Cells interact with their environment and they have to react adequately to internal and external changes such changes in nutrient composition, physical properties like temperature or osmolarity and other stresses. More specifically, they must be able to evaluate whether the external change is significant or just in the range of noise. Based on multiple external parameters they have to compute an optimal response. Cellular signaling pathways are considered as the major means of information perception and transmission in cells.

SCOPE OF REVIEW:

Here, we review different attempts to quantify information processing on the level of individual cells.
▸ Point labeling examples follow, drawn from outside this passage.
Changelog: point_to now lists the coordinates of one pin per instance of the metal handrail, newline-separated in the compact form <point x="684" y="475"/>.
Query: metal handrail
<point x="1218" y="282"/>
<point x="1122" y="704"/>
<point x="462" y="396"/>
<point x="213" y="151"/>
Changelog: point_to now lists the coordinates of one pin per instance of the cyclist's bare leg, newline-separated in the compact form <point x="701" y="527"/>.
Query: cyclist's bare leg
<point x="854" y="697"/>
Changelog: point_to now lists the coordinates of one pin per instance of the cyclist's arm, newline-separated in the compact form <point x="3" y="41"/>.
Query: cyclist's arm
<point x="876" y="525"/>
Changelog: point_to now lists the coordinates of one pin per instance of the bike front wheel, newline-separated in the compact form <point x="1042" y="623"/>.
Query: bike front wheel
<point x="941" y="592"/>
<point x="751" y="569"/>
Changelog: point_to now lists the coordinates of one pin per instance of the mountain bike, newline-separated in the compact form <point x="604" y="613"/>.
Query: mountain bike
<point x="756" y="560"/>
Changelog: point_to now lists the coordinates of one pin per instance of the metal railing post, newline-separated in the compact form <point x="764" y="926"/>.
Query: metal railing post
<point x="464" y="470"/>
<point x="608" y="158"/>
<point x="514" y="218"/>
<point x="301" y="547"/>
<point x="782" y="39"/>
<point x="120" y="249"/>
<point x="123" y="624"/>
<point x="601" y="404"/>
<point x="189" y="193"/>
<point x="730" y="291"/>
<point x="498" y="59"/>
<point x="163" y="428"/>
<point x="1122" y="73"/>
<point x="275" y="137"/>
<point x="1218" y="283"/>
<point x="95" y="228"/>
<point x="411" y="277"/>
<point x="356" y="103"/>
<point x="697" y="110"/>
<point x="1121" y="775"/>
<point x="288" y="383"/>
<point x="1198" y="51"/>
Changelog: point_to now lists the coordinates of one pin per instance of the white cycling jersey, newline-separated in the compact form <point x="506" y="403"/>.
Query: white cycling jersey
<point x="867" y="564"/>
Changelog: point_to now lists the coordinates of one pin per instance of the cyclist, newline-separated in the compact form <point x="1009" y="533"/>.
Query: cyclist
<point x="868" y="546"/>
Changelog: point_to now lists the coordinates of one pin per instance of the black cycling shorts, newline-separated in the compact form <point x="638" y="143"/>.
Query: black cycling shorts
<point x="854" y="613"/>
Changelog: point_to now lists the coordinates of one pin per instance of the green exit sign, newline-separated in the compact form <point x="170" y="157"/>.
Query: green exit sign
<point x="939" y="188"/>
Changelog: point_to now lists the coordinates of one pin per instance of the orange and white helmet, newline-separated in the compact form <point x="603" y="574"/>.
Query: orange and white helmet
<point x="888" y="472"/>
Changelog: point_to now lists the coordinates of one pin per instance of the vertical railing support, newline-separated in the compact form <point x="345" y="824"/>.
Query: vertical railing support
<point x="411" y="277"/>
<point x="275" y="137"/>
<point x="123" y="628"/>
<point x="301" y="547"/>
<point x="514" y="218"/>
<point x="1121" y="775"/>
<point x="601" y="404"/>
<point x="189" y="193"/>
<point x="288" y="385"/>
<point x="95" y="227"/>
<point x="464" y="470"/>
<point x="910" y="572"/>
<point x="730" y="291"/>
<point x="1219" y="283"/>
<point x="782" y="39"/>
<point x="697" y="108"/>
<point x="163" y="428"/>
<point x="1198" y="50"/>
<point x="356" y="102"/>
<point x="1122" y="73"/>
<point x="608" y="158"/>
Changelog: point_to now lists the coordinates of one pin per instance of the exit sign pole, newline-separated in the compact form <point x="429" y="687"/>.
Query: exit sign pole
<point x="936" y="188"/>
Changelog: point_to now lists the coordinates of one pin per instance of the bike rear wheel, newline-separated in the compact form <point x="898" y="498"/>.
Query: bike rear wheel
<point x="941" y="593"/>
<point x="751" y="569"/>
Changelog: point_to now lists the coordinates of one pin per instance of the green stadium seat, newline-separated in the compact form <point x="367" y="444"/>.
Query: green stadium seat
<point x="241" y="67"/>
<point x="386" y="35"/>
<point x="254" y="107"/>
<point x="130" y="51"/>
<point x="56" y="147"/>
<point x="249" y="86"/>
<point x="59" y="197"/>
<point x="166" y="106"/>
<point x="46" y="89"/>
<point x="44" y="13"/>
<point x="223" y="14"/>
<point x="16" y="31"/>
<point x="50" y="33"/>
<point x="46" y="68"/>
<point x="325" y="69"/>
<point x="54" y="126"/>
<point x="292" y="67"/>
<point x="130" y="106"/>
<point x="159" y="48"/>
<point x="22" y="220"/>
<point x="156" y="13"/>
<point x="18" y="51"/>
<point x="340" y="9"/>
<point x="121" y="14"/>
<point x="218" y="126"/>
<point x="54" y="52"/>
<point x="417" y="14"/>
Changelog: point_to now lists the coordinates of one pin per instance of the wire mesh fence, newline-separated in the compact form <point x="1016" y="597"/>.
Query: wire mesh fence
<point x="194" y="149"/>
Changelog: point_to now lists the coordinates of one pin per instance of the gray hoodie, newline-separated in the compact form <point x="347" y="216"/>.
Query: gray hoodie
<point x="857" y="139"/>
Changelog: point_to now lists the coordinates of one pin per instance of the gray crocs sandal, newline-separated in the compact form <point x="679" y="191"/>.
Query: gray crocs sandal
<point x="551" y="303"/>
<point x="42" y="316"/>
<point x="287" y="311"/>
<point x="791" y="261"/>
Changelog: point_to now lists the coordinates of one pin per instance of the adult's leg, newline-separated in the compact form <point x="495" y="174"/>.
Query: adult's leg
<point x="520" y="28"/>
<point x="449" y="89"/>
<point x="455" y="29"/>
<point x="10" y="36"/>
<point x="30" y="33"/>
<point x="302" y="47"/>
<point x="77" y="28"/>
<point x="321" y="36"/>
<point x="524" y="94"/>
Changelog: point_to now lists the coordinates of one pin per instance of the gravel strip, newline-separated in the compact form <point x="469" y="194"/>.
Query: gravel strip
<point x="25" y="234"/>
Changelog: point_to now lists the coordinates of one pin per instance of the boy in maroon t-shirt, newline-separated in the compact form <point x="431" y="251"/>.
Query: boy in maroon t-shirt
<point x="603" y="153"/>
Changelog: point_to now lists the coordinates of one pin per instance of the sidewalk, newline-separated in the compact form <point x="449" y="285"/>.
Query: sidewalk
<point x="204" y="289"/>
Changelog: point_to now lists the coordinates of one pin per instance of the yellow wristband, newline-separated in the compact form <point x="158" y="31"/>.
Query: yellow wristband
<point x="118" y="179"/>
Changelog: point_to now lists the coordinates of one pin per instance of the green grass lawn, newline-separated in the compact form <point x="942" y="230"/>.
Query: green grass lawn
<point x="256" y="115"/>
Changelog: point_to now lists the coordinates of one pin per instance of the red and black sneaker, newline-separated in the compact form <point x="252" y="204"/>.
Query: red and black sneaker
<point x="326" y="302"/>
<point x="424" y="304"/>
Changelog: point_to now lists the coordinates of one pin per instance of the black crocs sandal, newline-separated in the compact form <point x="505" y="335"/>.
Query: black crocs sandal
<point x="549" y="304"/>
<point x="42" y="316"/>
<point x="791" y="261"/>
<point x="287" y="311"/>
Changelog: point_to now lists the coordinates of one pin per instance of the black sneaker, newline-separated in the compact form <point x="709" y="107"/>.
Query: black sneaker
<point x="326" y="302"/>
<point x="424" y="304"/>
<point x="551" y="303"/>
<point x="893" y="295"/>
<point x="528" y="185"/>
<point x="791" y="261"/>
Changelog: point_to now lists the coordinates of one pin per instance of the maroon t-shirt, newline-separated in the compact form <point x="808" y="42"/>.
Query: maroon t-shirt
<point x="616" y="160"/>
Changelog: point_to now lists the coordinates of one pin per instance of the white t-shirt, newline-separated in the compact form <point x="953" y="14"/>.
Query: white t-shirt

We refer to Shannon entropy, mutual information, and informal measures of signaling pathway cross-talk and specificity.

MAJOR CONCLUSIONS:

Information theory in systems biology has been successfully applied to identification of optimal pathway structures, mutual information and entropy as system response in sensitivity analysis, and quantification of input and output information.

GENERAL SIGNIFICANCE:

While the study of information transmission within the framework of information theory in technical systems is an advanced field with high impact in engineering and telecommunication, its application to biological objects and processes is still restricted to specific fields such as neuroscience, structural and molecular biology. However, in systems biology dealing with a holistic understanding of biochemical systems and cellular signaling only recently a number of examples for the application of information theory have emerged. This article is part of a Special Issue entitled Systems Biology of Microorganisms.

PMID:
21798319
DOI:
10.1016/j.bbagen.2011.07.009
[Indexed for MEDLINE]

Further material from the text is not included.